This article reads like a guy who has serious anger problems. Occam's razor... is there a massive conspiracy between his wife, kids, neighbors, and the police, to ruin his life? Or does he just have a bad temper that gets worse when he drinks and isn't afraid to take it out on women and children of his family?


----------



## M.C (Jul 5, 2008)

HexRei said:


> i bet the kids hit him too, thats why he had to choke em.


I don't think anyone is disputing that him doing anything with the kids is terrible and there's no excuse.

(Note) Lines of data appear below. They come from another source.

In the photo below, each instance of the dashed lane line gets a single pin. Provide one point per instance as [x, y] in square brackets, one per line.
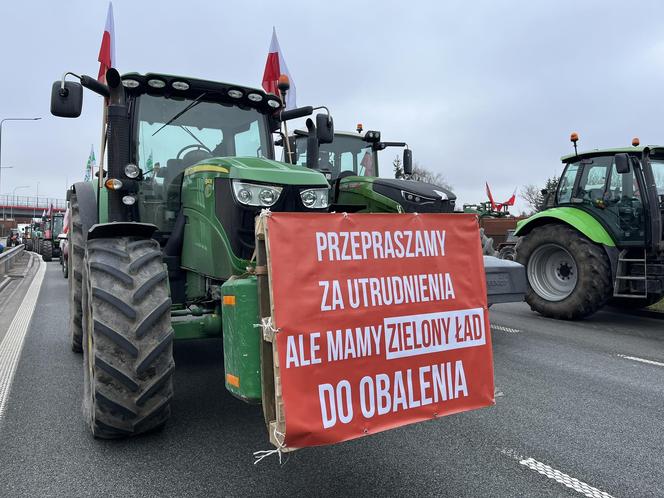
[642, 360]
[501, 328]
[12, 343]
[564, 479]
[554, 474]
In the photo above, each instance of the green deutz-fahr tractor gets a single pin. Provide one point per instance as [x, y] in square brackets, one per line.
[165, 239]
[600, 238]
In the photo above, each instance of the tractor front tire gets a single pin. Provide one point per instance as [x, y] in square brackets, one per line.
[76, 254]
[128, 337]
[569, 276]
[46, 250]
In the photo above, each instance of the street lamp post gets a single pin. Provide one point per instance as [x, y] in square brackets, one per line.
[2, 121]
[14, 199]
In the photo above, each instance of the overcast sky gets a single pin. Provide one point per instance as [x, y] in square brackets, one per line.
[480, 90]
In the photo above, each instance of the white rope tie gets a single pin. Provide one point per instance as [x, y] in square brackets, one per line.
[260, 455]
[266, 324]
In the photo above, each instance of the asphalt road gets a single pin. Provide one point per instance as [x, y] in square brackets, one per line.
[567, 404]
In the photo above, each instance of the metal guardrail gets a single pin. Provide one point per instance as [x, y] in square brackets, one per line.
[7, 258]
[32, 202]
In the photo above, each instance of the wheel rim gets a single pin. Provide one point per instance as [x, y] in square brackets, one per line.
[552, 272]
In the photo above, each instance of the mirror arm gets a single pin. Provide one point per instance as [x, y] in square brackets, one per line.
[63, 91]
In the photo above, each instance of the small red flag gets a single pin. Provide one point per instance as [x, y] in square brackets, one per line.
[107, 50]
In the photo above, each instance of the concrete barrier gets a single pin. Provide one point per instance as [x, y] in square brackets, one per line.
[7, 258]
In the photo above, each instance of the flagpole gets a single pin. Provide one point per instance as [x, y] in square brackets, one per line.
[103, 146]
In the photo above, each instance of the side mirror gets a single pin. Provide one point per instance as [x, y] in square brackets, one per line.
[372, 136]
[622, 163]
[67, 101]
[324, 128]
[312, 145]
[407, 162]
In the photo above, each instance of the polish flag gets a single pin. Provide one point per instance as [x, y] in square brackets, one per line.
[498, 206]
[107, 50]
[275, 66]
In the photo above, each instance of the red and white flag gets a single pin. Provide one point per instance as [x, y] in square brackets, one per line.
[274, 67]
[498, 206]
[107, 50]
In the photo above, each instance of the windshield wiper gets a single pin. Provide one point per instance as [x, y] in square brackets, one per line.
[193, 136]
[194, 103]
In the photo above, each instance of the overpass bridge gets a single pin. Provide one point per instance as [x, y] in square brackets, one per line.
[15, 209]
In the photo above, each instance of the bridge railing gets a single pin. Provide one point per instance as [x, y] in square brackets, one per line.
[40, 203]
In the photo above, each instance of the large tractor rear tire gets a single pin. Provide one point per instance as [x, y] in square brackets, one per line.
[487, 244]
[128, 337]
[569, 276]
[76, 253]
[46, 250]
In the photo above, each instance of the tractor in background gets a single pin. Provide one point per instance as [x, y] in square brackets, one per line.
[350, 162]
[599, 240]
[45, 241]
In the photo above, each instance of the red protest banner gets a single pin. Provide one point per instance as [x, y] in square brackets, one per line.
[382, 321]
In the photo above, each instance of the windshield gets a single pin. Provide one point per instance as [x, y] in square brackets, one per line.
[658, 173]
[344, 154]
[205, 130]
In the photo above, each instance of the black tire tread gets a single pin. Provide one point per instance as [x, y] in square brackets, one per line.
[594, 286]
[132, 339]
[47, 250]
[75, 260]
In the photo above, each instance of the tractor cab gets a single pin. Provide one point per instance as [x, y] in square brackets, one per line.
[599, 240]
[351, 162]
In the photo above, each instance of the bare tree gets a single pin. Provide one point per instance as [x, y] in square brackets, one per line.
[533, 195]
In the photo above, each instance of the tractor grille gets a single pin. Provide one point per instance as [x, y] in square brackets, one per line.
[238, 220]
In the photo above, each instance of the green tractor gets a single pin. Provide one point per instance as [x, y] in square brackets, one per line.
[599, 240]
[164, 240]
[351, 163]
[34, 235]
[45, 241]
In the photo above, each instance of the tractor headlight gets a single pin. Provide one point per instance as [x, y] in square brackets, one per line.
[314, 198]
[132, 171]
[411, 197]
[251, 194]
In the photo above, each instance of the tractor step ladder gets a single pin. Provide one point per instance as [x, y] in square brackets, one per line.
[623, 278]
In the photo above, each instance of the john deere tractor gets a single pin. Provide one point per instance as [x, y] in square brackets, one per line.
[46, 241]
[167, 231]
[600, 238]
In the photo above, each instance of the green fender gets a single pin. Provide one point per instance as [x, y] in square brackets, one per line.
[574, 217]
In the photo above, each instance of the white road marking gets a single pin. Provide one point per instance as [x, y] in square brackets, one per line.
[505, 329]
[12, 343]
[642, 360]
[564, 479]
[554, 474]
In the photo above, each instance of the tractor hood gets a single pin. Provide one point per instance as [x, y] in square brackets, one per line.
[260, 170]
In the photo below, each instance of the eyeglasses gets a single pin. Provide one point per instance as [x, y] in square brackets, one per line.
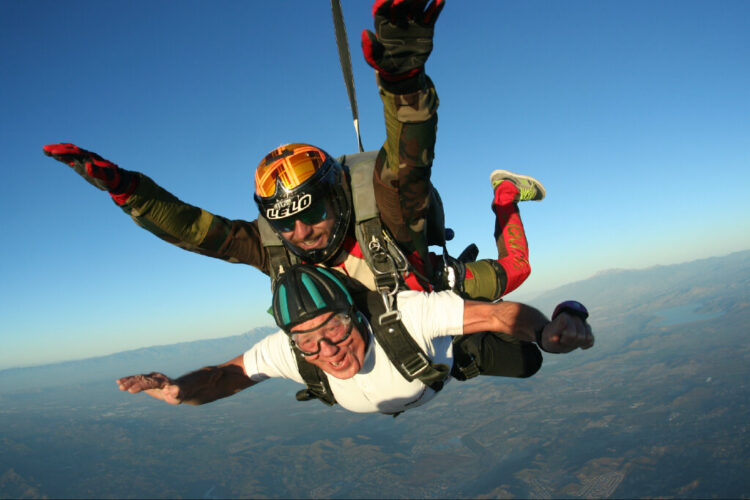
[313, 214]
[290, 166]
[334, 330]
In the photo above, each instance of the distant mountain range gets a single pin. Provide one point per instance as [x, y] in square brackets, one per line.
[657, 409]
[174, 359]
[714, 283]
[720, 278]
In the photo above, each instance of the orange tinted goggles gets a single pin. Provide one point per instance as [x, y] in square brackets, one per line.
[290, 166]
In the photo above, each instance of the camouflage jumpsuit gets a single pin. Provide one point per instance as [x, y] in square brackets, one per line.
[402, 190]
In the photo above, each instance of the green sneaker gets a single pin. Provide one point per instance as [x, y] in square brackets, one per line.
[530, 188]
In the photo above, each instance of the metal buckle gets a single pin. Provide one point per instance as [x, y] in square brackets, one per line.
[416, 370]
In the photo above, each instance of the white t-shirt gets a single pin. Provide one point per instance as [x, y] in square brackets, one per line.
[430, 318]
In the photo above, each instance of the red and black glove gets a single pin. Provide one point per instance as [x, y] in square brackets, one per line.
[402, 41]
[101, 173]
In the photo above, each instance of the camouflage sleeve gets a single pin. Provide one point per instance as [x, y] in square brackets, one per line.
[402, 169]
[195, 229]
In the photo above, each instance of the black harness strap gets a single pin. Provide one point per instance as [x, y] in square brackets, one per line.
[403, 351]
[345, 59]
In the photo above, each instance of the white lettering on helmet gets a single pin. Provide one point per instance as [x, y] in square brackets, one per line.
[288, 207]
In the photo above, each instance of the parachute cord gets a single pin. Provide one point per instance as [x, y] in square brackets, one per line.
[346, 64]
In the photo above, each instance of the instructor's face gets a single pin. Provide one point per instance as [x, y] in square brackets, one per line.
[342, 360]
[310, 237]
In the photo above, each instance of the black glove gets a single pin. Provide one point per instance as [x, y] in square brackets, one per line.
[402, 41]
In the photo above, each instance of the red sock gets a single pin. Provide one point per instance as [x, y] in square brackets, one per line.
[513, 249]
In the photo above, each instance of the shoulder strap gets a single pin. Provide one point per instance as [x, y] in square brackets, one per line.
[280, 258]
[316, 381]
[401, 348]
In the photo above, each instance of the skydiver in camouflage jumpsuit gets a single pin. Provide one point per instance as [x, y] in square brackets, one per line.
[397, 50]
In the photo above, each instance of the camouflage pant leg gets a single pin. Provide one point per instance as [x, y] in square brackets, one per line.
[494, 354]
[403, 167]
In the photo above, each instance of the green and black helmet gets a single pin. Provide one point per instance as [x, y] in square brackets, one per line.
[305, 291]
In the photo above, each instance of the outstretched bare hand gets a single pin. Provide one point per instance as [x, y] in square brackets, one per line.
[154, 384]
[566, 333]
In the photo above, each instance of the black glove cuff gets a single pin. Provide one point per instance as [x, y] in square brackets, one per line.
[571, 307]
[407, 86]
[538, 334]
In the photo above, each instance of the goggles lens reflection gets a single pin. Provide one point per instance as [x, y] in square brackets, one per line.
[291, 169]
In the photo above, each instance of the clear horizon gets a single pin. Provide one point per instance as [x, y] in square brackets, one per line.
[635, 116]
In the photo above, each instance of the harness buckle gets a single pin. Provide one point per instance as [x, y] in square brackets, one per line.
[416, 365]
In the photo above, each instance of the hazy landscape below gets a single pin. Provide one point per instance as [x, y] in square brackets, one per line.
[658, 408]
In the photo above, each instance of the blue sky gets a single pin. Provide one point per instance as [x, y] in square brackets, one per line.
[635, 115]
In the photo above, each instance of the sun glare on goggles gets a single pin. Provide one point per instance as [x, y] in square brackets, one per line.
[291, 168]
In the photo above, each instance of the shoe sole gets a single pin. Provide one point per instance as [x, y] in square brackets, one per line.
[508, 173]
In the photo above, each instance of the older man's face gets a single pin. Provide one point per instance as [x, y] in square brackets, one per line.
[343, 360]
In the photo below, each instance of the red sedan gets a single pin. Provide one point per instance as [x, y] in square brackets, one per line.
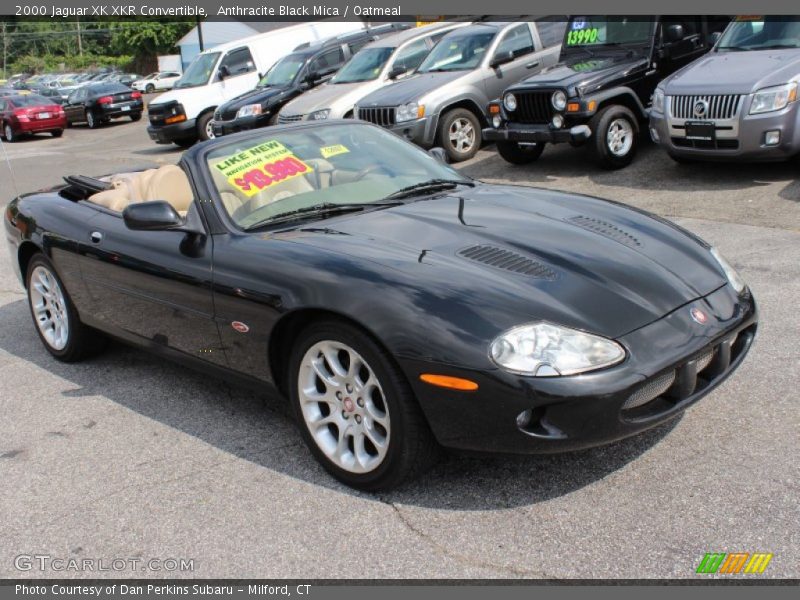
[21, 115]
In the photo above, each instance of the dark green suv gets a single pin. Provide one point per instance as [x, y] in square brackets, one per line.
[599, 93]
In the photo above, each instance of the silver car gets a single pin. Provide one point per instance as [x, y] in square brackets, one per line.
[739, 102]
[445, 101]
[375, 65]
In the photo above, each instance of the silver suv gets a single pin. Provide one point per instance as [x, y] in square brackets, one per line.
[739, 102]
[445, 101]
[375, 65]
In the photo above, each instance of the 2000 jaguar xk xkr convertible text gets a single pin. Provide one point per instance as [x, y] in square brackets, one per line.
[399, 305]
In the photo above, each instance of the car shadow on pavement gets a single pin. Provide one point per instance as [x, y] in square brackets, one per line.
[257, 427]
[652, 170]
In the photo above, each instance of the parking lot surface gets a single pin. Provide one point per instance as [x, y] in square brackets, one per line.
[128, 456]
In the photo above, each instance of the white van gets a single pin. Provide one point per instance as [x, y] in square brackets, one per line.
[183, 115]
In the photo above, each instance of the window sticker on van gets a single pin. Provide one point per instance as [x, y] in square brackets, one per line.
[259, 167]
[335, 150]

We're talking about his wife, an adult, who hit him.


----------



## HexRei (Apr 27, 2007)

M.C said:


> I don't think anyone is disputing that him doing anything with the kids is terrible and there's no excuse.
> 
> We're talking about his wife, an adult, who hit him.


And that's his side of the story (and no doubt exactly the same thing he would say if she hadn't hit him and he was trying to justify his actions). However, even if he is speaking the complete truth, there is a limit to how far you go in retaliation when you are a professional fighter with a massive size and strength advantage against a female.

What about the neighbor who saw him hitting her in the face while she was down? Why does he not have a mark, but she has injuries all over her upper body and is *missing a tooth?* If he hurts his kids, why is it farfetched that he beats on his wife too?


----------



## M.C (Jul 5, 2008)

HexRei said:


> And that's his side of the story (and no doubt exactly what he would say if she hadn't hit him and he was trying to justify his actions). However, even if he is speaking the complete truth, there is a limit to how far you go in retaliation when you are a professional fighter with a massive size and strength advantage against a female.
> 
> What about the neighbor who saw him hitting her in the face while she was down? Why does he not have a mark, but she has injuries all over her upper body and is missing a tooth? Doesn't it strike you as likely that a guy who beats his children isn't above beating his wife either?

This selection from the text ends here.